Scivicque has missed on three erratic pitches in 97 so far this season, according to those charts Davis keeps during games. The senior thrusts his wide-bodied frame – he’s 5-11, 225 – at pitches like a secret service agent dives for a president-seeking bullet.
He’s even surprised himself at his blocking this season. It’s been that good.
“I’ve caught all my life and blocked balls all my life,” he said, “but it’s just been a steady grind to learn new things and keep polishing technique. Coming in every day and working day in and day out on blocking and receiving balls … it’s really turned my game around.”
Davis is behind some of it. A life-long catcher, he took over coaching the position this season for Javi Sanchez, who left the team. Mainieri said Sanchez had too much on his plate – he was the recruiting coordinator and hitting coach, too.
Mainieri put Davis in charge of a position he loves.
“It’s something I’ve been waiting for forever,” Davis said.
Davis still coaches the outfield – a he did last season – but that veteran group doesn’t need much attention. The 30-year-old has immersed himself in his group of catchers – Scivicque, freshman Mike Papierski and junior Chris Chinea.
He has those mid-game charts. He notes blocked balls, and he times catchers’ throws – even those warm-up tosses between innings. Davis wants his catchers to make game-like throws on the final warmup toss before an inning starts.
But his priority this year with the group? That lies in receiving pitches and blocking balls.
“A lot of people get caught up in arm strength. ‘Oh he’s got a good arm. He must be a good catcher,’” Davis said. “Well, he might be a horrible catcher with a good arm. I wanted us to steal as many strikes, wanted to keep everything that should be a strike a strike, and I wanted to be really good at blocking the baseball.”
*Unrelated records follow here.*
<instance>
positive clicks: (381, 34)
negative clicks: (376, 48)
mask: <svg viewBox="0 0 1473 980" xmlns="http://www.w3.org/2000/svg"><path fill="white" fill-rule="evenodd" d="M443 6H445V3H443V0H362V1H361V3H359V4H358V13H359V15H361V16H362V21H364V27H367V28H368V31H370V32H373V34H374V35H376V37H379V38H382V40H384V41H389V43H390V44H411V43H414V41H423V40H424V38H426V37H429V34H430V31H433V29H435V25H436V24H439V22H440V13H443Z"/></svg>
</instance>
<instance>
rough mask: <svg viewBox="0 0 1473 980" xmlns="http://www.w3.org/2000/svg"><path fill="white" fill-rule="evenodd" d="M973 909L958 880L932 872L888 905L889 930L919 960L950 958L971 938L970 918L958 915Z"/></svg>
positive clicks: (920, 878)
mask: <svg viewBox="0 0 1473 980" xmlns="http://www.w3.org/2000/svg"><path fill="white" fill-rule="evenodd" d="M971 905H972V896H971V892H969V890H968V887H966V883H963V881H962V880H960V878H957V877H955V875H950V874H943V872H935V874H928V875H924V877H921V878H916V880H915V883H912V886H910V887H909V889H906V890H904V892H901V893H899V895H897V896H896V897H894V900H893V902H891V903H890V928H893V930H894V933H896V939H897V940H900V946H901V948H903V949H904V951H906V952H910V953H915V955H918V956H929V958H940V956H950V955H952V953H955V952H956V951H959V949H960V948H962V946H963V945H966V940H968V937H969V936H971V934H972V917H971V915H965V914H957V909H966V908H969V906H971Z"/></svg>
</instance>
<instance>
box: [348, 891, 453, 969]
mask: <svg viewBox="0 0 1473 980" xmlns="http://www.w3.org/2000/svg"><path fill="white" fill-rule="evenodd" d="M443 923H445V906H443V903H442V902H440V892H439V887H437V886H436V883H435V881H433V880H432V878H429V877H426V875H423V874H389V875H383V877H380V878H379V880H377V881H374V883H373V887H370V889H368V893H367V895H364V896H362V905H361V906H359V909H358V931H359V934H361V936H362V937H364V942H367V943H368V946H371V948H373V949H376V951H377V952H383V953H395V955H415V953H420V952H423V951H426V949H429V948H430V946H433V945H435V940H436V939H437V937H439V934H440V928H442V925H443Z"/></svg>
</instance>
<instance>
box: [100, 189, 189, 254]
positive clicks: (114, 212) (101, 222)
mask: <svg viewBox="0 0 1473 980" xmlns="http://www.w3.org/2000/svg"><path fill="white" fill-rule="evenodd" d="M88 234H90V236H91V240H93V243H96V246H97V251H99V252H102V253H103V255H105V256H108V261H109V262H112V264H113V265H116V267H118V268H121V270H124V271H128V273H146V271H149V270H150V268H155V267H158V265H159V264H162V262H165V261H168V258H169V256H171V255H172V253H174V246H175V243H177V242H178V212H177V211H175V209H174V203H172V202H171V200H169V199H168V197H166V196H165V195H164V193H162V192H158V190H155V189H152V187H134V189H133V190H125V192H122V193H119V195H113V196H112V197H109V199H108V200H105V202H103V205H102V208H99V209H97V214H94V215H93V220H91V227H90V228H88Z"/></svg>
Scivicque has bought into it. He’s had success in, even, blocking what most call “a major league curveball” from Lange. The 12-to-6 – it, at times, will go “12-to-5,” says one staff member – comes in at 83-87 mph.
“Whenever he throws his curveball, you just have to have mentality to know that you have to go and get it,” Scivicque said.
There’s no real reward for blocking a baseball. In fact, the staff had not previously charted blocked balls.
“It’s not like getting hit by a pitch where you can to run to first. You’re going to get hit and get nothing,” Davis said. “It’s hard to get that fear out of people.”
“He’s big into it,” Davis said smiling.